У меня были все дни, кроме воскресенья.

Но ведь это неважно, правда?

А самое прекрасное утро -- то утро, когда, разбуженная как можно раньше бабушкой, я, вялая и сонная, была представлена своему новому платью... оно было такое... белое в мелкий красный горошек... а спереди такой фартучек, на котором вышиты цветы... это все потому, что свадьба у дяди.

И мы едем на автобусе, далеко, в другое село, мне очень любопытно, я смотрю в окно, смотрю и жду: что там такое необычное меня ждет?

А потом выхожу и попадаю в вихрь гомона и крика, и счастья, счастья, счастья... И все смеются, чмокают друг друга в щеки, и всем так хорошо и весело...

Я помню из того дня только три, три самые прекрасные вещи на свете:

-- можно было не ложиться спать долго-долго-долго, до самой жирной, густой темноты,

-- можно было плясать до упаду и кружиться, пока в ушах не зашумит,

-- и, наконец, я сижу за столом как раз напротив блюда с вафлями, намазанными вареной сгущенкой. Блюдо, целое блюдо вафель, намазанных вареной сгущенкой!

Что могло быть лучше?

Было, было!

Потом дядя и тетя жили у нас, они были очень смешные и не такие, как все, я чувствовала это, особенно когда дядя нагибался и шептал тете что-то на ушко и она краснела. Мне становилось ужасно смешно и хотелось тормошить их, мешать им, и я это делала, а они смеялись и принимались меня щекотать...

-- Баб, баб, я слышала, как дядя называл тетю... на ушко!

-- Как, как Милочка?

И я, вся довольная собой -- хранительница страшной тайны -- нагнулась и прошептала бабушке в ухо:

-- Мы-ы-шка!

И бабушка, до этого сидевшая с сурово сдвинутыми бровями, начала смеяться, и я вместе с ней, уже громче и громче повторяя:

-- Мы-ы-шка, мышка!

И я побежала к дяде и тете, которые сидели в саду под яблоней, и я, счастливая в своей глупости, кричала:

-- А я бабушке, бабушке сказала про мышку!

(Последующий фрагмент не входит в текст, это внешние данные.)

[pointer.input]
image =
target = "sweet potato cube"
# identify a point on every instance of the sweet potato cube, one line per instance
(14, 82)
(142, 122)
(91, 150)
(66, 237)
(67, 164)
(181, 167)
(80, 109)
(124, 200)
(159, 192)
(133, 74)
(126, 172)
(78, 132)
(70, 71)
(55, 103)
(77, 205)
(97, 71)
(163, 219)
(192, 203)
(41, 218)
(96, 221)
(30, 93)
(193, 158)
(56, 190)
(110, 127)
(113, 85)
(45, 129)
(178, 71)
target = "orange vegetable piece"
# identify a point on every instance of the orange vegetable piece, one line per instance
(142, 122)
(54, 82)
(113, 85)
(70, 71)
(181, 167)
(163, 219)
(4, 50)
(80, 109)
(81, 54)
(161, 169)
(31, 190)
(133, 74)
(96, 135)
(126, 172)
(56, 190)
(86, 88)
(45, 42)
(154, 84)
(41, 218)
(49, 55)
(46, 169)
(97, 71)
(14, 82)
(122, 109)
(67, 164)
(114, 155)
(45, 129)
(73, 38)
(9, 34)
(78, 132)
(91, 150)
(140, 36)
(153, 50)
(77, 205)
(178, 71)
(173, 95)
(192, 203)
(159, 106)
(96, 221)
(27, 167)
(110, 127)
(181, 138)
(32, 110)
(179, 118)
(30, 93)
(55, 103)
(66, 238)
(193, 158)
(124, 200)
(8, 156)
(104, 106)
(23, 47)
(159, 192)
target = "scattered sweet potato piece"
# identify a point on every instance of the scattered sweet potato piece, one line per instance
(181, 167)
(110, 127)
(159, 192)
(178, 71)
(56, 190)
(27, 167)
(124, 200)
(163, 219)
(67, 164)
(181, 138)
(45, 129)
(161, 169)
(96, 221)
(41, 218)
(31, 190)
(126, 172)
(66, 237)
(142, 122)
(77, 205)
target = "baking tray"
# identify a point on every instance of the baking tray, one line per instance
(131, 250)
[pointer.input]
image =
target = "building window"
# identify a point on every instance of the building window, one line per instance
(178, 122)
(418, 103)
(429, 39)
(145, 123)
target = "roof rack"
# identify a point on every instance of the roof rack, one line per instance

Дядя принялся гоняться за мной по саду, пока не словил меня, хохочущую, за подол платья.

А тетя, подобрав с земли маленькое зеленое яблочко, сказала:

-- А у вас тут колхозный сад есть?

И лицо у нее было такое хитренькое. Я запомнила его: хитренькое, веселое лицо, сморщенный нос и большие белые зубы, открытые улыбкой.

А потом -- о, потом было невероятное! -- меня посадили на раму велосипеда и тетя, быстро-быстро крутя педали, поехала по раскаленному от жара шоссе, дядя на своем велосипеде ехал рядом, мы мчались наперегонки, мы летели, в лицо нам дул ветер, и внутри у меня пел целый хор из маленьких девочек, безмерно любящих жизнь.

Я помню, как мы перелезли через забор -- то есть сперва перелез дядя, потом тетя передала ему меня, а он аккуратно поставил меня на землю с другой стороны. И там мы увидели много-много разных яблонь, мы собирали яблоки в подол к тете, а потом она пересыпала их в мешок. Там было просто море яблок: и мелкого белого налива, и ярко-красных, и темно-малиновых, и желтых, и всяких-всяких...

И я не помню их вкуса, не помню, помню только яркие цвета и солнце, солнце, солнце, отражавшееся от каждого бока... Блики, всюду его блики...

А потом было другое, совсем другое -- я уже старше, мне, наверно, лет шесть...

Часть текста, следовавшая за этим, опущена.